Both trout and reds can be found in small schools at all the high-percentage areas. Don’t overlook any point, cut or other irregular shoreline feature. Of course, areas with moving water or active signs of bait are always a good bet. Having a couple rods rigged with different set-ups makes locating fish and dialing in on what they want much easier. Since fish are less scattered this time of year, find where they are holding, and you might not have to make many moves.
A popping cork is a great search bait. It is fairly easy to cover every direction, and that popping sound surely gets noticed when you hit the right spot. Try a little bit of everything, in every direction, before giving up on a particular location. You can literally miss the fish by just a few feet if the area isn’t thoroughly worked. Although the surface may look the same, there may be an unseen feature that has the fish where they want to be. An oyster reef, a ledge, a current break or anything that provides a change of structure is key to congregating the fish. Covering the water column is just as important as covering different areas. Even in marsh areas just a few feet deep, fishing on the bottom can be more productive than under a cork or vice versa.
Did I mention short paddles? I’m a firm believer that fish do not know where the boat launch is. Kayak anglers would do well to heed this principle. I rarely see anyone launch a powerboat and immediately starting to fish. There is something in that key switch that requires cranking up and heading out. How many fish are passed up at 40 mph looking for what is thought to be greener pastures?
Unless you launch in an extremely high-traffic area, fish your way to your intended area. On many fall trips, great action is found literally in sight of the boat launch. If you like paddling or need some extra exercise, head for parts over yonder. However, if the goal is to catch fish, get a lure in the water as soon as possible.
It may be a bit cool in the mornings, so dress in light layers; you can adjust accordingly as the temperature rises. Although it is not hot, sun protection is still needed. Sitting so close to the water, you can get a mean sunburn from the glare without even noticing. Technical fishing pants, long-sleeve shirt, and a face covering, all with SPF protection, keeps you cool and comfortable.

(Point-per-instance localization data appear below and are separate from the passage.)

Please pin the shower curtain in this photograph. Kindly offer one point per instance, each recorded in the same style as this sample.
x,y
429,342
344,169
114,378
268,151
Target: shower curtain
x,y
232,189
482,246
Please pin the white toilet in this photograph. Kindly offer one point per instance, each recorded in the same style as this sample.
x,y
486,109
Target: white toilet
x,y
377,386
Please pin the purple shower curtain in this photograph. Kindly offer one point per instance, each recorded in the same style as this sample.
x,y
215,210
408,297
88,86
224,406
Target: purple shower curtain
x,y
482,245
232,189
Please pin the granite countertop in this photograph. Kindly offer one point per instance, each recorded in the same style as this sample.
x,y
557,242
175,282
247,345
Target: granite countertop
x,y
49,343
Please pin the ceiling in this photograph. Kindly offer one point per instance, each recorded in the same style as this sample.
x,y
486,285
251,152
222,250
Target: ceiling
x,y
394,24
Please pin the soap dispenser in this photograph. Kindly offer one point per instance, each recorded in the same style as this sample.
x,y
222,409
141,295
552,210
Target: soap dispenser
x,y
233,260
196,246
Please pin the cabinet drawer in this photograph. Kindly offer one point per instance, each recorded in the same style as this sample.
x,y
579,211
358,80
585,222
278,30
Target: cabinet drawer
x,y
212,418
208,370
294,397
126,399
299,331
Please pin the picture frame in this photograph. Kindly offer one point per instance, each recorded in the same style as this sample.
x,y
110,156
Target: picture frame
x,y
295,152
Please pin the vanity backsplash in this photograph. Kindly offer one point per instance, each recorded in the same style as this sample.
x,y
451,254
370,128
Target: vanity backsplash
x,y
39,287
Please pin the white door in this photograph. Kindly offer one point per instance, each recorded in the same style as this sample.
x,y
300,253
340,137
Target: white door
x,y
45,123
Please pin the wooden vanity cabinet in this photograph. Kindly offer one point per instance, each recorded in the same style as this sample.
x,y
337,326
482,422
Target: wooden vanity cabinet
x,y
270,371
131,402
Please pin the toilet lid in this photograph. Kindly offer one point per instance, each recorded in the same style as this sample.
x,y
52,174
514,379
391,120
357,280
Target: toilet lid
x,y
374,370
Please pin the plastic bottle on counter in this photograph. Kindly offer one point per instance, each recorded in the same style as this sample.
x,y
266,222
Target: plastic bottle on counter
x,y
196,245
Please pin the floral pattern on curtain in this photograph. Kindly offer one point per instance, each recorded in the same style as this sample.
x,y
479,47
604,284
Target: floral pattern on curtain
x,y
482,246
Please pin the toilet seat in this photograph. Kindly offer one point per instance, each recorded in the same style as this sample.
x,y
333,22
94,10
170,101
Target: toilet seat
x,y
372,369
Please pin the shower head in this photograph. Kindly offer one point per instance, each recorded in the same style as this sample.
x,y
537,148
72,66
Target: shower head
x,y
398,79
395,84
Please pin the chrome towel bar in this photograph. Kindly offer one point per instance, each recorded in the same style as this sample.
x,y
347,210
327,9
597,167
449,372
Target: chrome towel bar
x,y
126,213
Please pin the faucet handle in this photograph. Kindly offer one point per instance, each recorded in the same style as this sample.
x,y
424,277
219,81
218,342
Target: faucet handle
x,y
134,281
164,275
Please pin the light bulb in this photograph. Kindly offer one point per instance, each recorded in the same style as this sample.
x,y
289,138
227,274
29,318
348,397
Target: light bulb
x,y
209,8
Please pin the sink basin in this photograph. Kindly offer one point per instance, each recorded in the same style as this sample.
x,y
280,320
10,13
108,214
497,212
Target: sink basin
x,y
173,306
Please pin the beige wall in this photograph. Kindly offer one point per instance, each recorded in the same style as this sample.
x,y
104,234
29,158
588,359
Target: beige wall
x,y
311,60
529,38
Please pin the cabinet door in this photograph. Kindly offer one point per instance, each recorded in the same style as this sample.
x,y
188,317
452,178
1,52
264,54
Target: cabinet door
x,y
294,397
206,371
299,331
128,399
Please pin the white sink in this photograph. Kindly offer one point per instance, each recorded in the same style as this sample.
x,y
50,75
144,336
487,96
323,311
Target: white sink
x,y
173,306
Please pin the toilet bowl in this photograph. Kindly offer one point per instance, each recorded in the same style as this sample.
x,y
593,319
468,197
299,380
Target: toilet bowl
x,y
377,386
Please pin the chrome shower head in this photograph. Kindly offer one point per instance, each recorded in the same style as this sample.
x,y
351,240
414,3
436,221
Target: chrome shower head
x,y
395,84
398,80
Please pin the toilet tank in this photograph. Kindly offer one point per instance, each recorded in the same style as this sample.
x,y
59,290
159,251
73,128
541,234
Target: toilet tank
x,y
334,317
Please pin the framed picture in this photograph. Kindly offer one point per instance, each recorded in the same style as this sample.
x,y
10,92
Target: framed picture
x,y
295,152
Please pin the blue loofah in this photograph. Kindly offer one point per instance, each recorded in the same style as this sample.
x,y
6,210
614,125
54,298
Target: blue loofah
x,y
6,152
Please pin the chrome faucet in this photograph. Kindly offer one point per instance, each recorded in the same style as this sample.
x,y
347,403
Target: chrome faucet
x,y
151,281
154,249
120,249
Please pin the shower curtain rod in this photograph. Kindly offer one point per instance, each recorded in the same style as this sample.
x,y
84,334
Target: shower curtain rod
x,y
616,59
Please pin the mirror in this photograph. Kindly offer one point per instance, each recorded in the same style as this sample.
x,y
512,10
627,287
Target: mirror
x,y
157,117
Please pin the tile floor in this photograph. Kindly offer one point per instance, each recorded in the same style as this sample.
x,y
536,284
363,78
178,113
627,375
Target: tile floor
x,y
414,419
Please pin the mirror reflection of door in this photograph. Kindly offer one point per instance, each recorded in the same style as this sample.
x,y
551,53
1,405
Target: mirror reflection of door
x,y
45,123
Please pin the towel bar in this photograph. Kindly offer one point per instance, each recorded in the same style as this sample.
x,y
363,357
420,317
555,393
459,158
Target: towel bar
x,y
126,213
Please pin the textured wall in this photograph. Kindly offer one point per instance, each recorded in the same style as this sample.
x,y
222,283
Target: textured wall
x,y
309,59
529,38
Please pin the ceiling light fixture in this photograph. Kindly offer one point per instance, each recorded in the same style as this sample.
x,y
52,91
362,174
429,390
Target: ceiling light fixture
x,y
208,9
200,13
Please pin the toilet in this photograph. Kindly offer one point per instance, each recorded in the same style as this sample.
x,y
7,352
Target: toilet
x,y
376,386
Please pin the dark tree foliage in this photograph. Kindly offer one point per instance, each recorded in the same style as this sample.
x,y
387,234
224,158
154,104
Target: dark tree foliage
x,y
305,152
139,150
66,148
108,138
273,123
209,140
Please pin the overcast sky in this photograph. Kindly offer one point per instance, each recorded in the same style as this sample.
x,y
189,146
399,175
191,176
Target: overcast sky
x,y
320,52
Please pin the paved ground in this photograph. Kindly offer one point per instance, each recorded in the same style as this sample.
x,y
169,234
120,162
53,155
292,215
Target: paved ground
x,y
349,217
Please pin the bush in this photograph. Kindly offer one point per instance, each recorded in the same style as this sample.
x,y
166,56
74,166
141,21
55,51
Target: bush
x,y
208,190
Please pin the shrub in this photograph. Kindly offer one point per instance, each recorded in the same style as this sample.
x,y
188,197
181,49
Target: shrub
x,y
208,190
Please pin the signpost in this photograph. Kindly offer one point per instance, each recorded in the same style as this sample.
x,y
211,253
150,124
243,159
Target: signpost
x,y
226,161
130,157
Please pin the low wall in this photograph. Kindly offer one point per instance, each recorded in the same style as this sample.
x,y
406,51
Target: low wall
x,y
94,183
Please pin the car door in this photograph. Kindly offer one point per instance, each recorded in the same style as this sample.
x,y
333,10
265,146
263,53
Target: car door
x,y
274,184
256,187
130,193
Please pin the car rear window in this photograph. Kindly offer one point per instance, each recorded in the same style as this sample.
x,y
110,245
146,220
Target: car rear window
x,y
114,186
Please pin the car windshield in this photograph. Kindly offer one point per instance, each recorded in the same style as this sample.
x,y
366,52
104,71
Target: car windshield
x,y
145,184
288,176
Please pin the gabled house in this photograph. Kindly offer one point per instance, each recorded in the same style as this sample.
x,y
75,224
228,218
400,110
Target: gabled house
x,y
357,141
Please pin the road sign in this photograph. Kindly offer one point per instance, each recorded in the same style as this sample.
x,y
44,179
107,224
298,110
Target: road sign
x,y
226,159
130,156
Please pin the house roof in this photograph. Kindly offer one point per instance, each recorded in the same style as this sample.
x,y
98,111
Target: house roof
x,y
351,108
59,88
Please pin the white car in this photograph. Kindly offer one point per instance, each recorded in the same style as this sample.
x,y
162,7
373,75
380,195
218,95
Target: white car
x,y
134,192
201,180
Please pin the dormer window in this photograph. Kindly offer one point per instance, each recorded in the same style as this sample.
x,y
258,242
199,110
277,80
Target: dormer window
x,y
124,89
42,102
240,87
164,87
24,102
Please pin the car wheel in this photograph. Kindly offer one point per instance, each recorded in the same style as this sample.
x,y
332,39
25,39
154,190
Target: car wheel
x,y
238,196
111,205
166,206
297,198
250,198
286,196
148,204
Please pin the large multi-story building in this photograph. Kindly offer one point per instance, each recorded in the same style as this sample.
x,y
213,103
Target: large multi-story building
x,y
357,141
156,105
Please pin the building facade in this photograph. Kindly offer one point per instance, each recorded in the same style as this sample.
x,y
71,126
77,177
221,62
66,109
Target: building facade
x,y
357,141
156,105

At this time, many anglers have switched their attentions to hunting and several will be off at deer camp bowhunting or preparing for gun season. October is in between teal and big duck seasons so there will be no duck hunters out, except for a few in the marsh working on blinds. The bottom line is that the marsh is less crowded.
Fall can be the most comfortable and productive time to be a kayak angler in south Louisiana, marked by hungry fish, mild days and short distances to cover. While many anglers across other parts of the country are preparing their kayaks for winter storage, we’re out there enjoying some of the best kayak fishing there is to be had.